The shadows' detailed structure is due to random patterns of fine air turbulence that refract the collimated sunlight arriving from the narrow eclipse crescent.

The bands' rapid sliding motion is due to shifting air currents combined with the angular motion of the Sun projecting through higher altitudes. The degree of collimation in the light gradually increases as the crescent thins, until the solar disk is completely covered and the eclipse is total.

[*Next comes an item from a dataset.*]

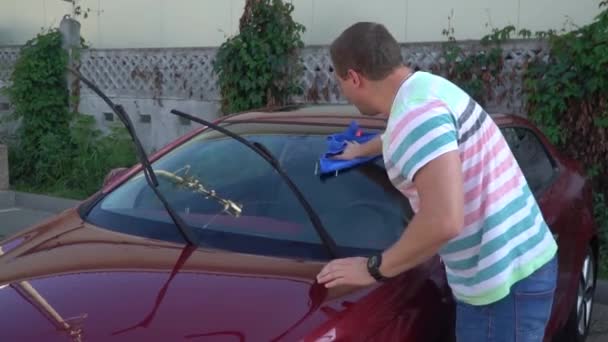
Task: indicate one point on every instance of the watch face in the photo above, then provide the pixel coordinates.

Stars twinkle for the same reason. All light passing through the Earth's atmosphere encounters tiny disturbances in temperature, pressure, and humidity. These disturbances change the air's refractive index, so that the light essentially passes through innumerable tiny prisms. Thus, the entire sky essentially "dances" randomly at the scale of the disturbances. However, they are so small that even the visible disk of planets (Venus, Jupiter, etc) are larger than the "dancing" scale, and so their brightness appears to remain steady. Only stars are visibly affected, because they are so far away that they are essentially pinpoints of light. This is why astronomers sometimes use the phrase, "stars twinkle, planets don't". Similarly, shadow bands are essentially the "twinkling" of the Sun's thin crescent in the seconds surrounding totality.

== History ==

- In 1820, Hermann Goldschmidt of Germany noted shadow bands visible just before and after totality at some eclipses.

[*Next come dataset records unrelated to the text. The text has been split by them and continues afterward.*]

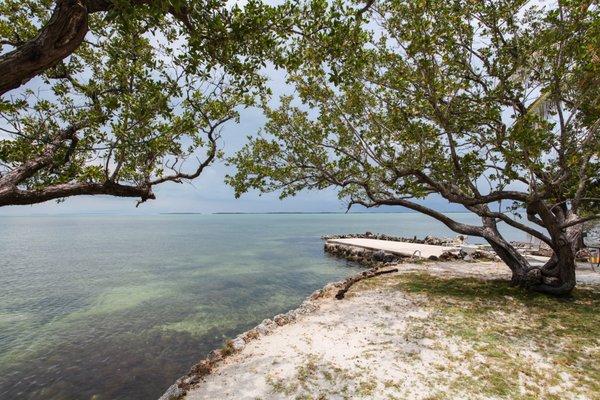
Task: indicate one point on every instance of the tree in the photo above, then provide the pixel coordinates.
(125, 92)
(492, 105)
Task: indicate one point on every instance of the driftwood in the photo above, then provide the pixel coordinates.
(357, 278)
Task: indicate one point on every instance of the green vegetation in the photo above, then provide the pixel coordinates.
(515, 344)
(128, 95)
(491, 105)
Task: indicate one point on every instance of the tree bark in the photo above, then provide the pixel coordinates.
(63, 33)
(556, 277)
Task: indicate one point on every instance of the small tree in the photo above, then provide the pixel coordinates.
(492, 105)
(125, 91)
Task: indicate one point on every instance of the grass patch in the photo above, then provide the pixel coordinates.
(507, 330)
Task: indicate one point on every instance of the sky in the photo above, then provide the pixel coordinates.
(209, 193)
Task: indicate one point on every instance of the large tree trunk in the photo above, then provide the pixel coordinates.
(556, 277)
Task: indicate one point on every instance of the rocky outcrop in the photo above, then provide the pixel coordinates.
(237, 344)
(433, 240)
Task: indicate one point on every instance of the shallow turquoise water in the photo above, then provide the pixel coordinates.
(118, 307)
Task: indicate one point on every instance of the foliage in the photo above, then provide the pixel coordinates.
(148, 88)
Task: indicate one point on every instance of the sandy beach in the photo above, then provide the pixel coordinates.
(413, 334)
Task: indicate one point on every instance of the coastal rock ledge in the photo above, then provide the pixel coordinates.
(267, 326)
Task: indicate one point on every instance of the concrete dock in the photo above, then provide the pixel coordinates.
(403, 249)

- In 1842, George B. Airy, the English astronomer royal, saw his first total eclipse of the Sun. He recalled shadow bands as one of the highlights: "As the totality approached, a strange fluctuation of light was seen upon the walls and the ground, so striking that in some places children ran after it and tried to catch it with their hands."
- During the eclipses of 1900 and 1905, various amateur balloon experiments were performed to study eclipses. In 1905, Emilio Herrera Linares concluded that the shadow bands were an atmospheric phenomenon.

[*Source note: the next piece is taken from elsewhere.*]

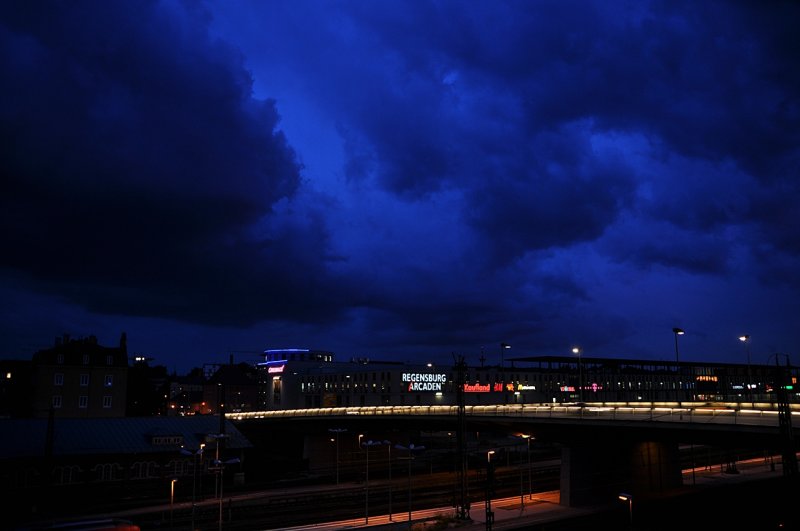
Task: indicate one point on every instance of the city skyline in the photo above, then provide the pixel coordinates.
(401, 180)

- In 1905, Catherine Octavia Stevens observed shadow bands at the start of the total eclipse of August 30 at Cas Català, Majorca. "As to the character of their appearance and mode of progression, it was observed that they swept along with a flight that was at once rapid and orderly, there was no confusion of the wavy lines with one another, but all bore along in one and the same direction in parallel formation, traversing the ground as water-wave reflections may be seen to do on the under surface of a boat, only that there seemed in the case of the shadow-bands to be a more distinct expression of a forward movement." Clouds prevented observations after totality.
- 22 years after observing the same eclipse from Zaragoza, the British amateur astronomer Percy Mayow Ryves wrote in the Monthly Notices of the Royal Astronomical Society that the experience had convinced him 'that the shadow bands were the result of light from a very small source, a small segment of the Sun’s disc, revealing the irregularities of density in the atmosphere, in a manner similar to that in which the irregularities in the glass of a window pane are revealed by the light of the planet Venus.'

- In 2008, British astrophysicist Stuart Eves speculated that shadow bands might be an effect of infrasound, which involves the shadow of the Moon travelling at supersonic speed and inducing an atmospheric shock wave. However, astronomy professor Barrie Jones, an expert on shadow bands, stated, "The [accepted] theory works; there's no need to seek an alternative."
- In 2024, students at the University of Pittsburgh devised an empirical test to collect evidence for both the atmospheric turbulence theory and the moon slit theory. The test of atmospheric turbulence involved using a high-altitude balloon with weather instruments to measure relationships between humidity, temperature, and barometric pressure in the atmosphere and the shadow bands on the ground. The test of the alternative theory involved sending another high-altitude balloon 90,000 feet above Concan, Texas to detect light patterns indicating shadow bands outside of the atmosphere.